This is an automated email from the ASF dual-hosted git repository.
wesm pushed a commit to branch master
in repository https://gitbox.apache.org/repos/asf/arrow.git
The following commit(s) were added to refs/heads/master by this push:
new 997226a ARROW-1983: [C++][Parquet] Add AppendRowGroups and
WriteMetaDataFile methods
997226a is described below
commit 997226a9263430bc0422189180bc2551aed1f63d
Author: rjzamora <[email protected]>
AuthorDate: Thu Jun 6 16:36:09 2019 -0500
ARROW-1983: [C++][Parquet] Add AppendRowGroups and WriteMetaDataFile methods
@wesm @jorisvandenbossche - This is a rough RFC for one possible solution
to the write phase of
[ARROW-1983](https://issues.apache.org/jira/browse/ARROW-1983). Summary: I
added new `AppendRowGroups` and `WriteMetaDataFile` methods to the
`FileMetData` class (along with python wrappers). I also added a
`get_row_group` method to `FileMetaData::FileMetaDataImpl` to make the append
function easier to write (not sure if this is really necessary).
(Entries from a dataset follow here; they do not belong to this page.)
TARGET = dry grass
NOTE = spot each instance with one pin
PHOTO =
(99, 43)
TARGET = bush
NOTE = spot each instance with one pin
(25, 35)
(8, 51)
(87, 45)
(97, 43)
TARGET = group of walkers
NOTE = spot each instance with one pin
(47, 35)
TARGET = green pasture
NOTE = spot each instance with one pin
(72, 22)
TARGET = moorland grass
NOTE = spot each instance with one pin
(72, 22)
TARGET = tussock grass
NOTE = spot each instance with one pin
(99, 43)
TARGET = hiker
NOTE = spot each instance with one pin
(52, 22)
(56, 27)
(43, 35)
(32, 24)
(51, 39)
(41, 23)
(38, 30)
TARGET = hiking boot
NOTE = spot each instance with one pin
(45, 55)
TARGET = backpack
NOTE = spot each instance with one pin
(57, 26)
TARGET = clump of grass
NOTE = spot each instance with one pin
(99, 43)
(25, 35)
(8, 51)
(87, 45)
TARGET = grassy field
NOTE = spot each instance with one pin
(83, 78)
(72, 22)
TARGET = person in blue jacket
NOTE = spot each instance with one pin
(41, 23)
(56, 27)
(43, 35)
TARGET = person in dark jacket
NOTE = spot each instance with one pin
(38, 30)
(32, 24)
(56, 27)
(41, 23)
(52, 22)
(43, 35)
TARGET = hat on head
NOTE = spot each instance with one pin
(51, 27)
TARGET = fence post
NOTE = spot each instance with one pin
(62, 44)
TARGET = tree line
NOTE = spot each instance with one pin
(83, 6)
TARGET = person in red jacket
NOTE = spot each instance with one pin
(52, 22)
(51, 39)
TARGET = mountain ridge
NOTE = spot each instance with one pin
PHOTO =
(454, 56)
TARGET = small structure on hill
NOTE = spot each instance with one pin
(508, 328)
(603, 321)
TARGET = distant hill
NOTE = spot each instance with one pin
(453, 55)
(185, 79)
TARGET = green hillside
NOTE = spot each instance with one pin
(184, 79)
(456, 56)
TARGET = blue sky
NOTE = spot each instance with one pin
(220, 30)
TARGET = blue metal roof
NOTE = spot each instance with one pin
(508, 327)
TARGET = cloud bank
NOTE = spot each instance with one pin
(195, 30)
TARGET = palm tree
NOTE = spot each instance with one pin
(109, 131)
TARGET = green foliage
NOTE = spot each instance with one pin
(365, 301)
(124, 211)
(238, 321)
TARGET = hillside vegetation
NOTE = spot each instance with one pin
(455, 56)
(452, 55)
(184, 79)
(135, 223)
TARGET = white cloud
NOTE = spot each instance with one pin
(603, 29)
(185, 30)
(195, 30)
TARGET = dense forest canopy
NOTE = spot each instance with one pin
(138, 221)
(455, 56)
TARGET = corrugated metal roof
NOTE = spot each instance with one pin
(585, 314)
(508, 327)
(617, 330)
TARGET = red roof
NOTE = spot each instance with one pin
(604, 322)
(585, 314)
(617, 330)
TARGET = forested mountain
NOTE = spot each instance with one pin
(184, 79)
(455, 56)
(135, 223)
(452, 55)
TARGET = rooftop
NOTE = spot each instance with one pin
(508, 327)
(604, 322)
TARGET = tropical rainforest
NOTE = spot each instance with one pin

Feel free to recommend changes and/or complete rewrites. I realize that an
ideal solution might be to modify the existing `ParquetWriter`/`write_metadata`
funtionality to accept an existing `FileMetaData` object as input, so I will
wait to add tests until I know this approach seems reasonable.
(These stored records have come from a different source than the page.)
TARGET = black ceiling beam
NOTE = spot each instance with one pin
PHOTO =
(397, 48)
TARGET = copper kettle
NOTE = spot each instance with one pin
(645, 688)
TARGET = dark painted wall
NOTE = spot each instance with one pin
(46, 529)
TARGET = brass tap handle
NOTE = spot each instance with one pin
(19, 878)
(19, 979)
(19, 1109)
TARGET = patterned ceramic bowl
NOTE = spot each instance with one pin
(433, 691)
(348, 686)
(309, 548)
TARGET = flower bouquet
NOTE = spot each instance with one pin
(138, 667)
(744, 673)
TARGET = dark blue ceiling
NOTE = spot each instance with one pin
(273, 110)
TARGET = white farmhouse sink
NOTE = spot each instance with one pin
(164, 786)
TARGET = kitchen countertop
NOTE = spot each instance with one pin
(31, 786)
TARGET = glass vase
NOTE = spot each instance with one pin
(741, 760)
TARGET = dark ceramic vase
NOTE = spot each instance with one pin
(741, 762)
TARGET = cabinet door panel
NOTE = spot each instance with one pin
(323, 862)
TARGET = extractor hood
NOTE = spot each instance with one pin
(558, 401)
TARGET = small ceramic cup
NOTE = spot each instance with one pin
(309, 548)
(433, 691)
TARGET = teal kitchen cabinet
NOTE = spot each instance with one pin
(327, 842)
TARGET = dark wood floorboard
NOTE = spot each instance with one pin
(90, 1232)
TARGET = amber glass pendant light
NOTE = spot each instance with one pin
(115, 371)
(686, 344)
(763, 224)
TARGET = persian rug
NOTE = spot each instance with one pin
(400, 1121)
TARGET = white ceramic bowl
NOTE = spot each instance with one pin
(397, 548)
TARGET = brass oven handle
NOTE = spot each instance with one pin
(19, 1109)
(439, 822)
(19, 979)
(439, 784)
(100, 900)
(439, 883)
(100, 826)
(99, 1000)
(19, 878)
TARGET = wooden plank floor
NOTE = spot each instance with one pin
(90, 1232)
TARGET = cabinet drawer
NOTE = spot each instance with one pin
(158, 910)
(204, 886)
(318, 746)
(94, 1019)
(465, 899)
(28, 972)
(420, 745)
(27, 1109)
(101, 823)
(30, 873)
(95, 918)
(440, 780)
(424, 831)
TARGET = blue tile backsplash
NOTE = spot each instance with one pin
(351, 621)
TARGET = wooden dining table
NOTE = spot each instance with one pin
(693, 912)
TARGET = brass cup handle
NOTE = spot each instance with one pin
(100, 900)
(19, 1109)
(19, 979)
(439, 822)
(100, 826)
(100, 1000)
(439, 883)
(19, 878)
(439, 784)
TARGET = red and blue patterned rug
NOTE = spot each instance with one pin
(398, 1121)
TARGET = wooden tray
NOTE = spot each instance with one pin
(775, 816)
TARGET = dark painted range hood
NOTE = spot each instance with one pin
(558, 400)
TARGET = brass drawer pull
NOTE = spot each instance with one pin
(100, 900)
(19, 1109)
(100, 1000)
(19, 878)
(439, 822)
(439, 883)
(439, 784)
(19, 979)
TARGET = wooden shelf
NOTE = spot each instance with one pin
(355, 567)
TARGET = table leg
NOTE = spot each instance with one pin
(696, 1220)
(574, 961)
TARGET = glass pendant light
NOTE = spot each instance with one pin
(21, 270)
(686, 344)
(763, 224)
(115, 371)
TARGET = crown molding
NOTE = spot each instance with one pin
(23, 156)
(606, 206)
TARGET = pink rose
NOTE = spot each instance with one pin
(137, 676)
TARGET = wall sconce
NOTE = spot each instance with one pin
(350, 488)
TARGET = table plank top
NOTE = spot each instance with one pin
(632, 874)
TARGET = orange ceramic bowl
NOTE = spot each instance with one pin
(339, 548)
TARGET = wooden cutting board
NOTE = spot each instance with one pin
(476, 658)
Author: rjzamora <[email protected]>
Closes #4405 from rjzamora/metadata-append and squashes the following
commits:
b4ffc9feb <rjzamora> fixing clang-format style issues
5999609cd <rjzamora> improve pytesting and remove use of shared_ptr in API
4085e0efa <rjzamora> adding WriteMetaDataFile to FileMetaData API
1973b61ee <rjzamora> easy code-review fixes (typos and renaming)
3cc44231d <rjzamora> more pytest linting
873ba25fb <rjzamora> fixing a few failed checks
b3dd4ddb1 <rjzamora> sync with upstream master
9a01fcbbe <rjzamora> testing read_metadata and lint
d0f86298e <rjzamora> using write_table in test
695e9a56c <rjzamora> fixing some linting and warnings
2544da17e <rjzamora> add python test for multi-dataset metadata
b7eb85977 <rjzamora> adding test for AppendRowGroups
7a4c76cfb <rjzamora> using existing WriteFileMetaData function instead of
new WriteMetaDataFile
ffd343530 <rjzamora> minor cleanup
1486f8da0 <rjzamora> add WriteMetaDataFile function
54f3ea00a <rjzamora> adding method to append row-group metadata to an
existing FileMetadata object
---
cpp/src/parquet/arrow/writer.cc | 6 +++
cpp/src/parquet/arrow/writer.h | 5 +++
cpp/src/parquet/file_writer.cc | 5 +++
cpp/src/parquet/file_writer.h | 4 ++
cpp/src/parquet/metadata-test.cc | 81 ++++++++++++++++++++++--------------
cpp/src/parquet/metadata.cc | 18 ++++++++
cpp/src/parquet/metadata.h | 3 ++
python/pyarrow/_parquet.pxd | 5 +++
python/pyarrow/_parquet.pyx | 30 +++++++++++++
python/pyarrow/tests/test_parquet.py | 42 +++++++++++++++++++
10 files changed, 168 insertions(+), 31 deletions(-)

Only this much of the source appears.